Compelling news from the refugee and migrant sector
Print Friendly, PDF & Email

UN accuses Australia over discrimination against CALD disabled

8 October 20190 comments

Australia’s laws and institutions allow for discrimination against culturally and linguistically diverse (CALD) Australians living with disability, a UN report claims.

The United Nations’ Committee on the Rights of Persons with Disabilities report on Australia’s compliance with the Convention on the Rights or Persons with Disabilities recommended a number of changes be made relating to the treatment of refugees with disabilities.

The report expressed concerns that some laws and Government institutions in Australia allow for discrimination against culturally and linguistically diverse Australians living with disability.

The report recommended that Australia “review and amend migration laws and policies to ensure persons with disabilities do not face discrimination in any of the formalities and procedures relating to migration and asylum, especially remove the exemption in the Disability Discrimination Act 1992 to certain provision of the Migration Act”.

It also recommended that Australia “remove the 10-year qualifying period for migrants to access the Age and Disability Support Pensions” and “cease transfers of refugees and asylum seeks, particularly persons with disabilities to Nauru, PNG and other “regional processing countries” as requested by the UNHCR”.

Federation of Ethnic Communities’ Councils of Australia (FECCA) Chairperson Ms Mary Patetsos said that the report sent a strong message to policy makers in Australia.

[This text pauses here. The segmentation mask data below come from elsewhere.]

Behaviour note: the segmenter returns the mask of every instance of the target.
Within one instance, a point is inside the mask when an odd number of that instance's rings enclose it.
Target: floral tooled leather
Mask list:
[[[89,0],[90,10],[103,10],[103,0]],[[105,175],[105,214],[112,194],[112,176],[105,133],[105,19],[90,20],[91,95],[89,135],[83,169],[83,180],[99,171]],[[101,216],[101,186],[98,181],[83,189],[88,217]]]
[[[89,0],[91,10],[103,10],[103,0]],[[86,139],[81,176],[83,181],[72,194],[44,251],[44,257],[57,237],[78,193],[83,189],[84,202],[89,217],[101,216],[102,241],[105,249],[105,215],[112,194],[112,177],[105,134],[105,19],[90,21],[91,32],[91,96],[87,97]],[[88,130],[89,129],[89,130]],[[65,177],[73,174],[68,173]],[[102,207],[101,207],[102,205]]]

“There are currently a number of families in Australia who face deportation simply because one of their dependents is living with a disability and their care has been deemed too expensive,” she said.

“Currently the Acts allows for this legal discrimination by providing an exemption in matters relating to Migration.

“This report clearly finds that this discrimination against people with disabilities is wrong and should change.

“Australians are a generous and compassionate people, but unfortunately that is not the message we are currently sending to the international community in relation to our treatment of people with disabilities,” Ms Patetsos said, in a statement.

National Ethnic Disability Alliance (NEDA) President Ms Margherita Coppolino said the issues were nothing new.

“We have been campaigning and calling on successive governments to implement these changes for many years now,” she said.

“This is not the first time these violations have been raised at the UNCRPD – Australia’s migration act has been viewed as out of step and in violation of the CRPD.

“Recently the disability Special Rapporteur raised these issues and concerns when she held closed sessions with members of the disability community.

“Both FECCA and NEDA call on the Federal Government to accept these recommendations and remove the exemption from the Disability Discrimination Act,” Ms Coppolino said.

Australian Prime Minister Scott Morrison recently hit out at what he termed “unelected international institutions” such as the UN.

In a major foreign policy speech at the Lowy Institute, Mr Morrison said “only a national government, especially one accountable through the ballot box and the rule of law, can define its national interests”.

“We can never answer to a higher authority than the people of Australia,” the Prime Minister said.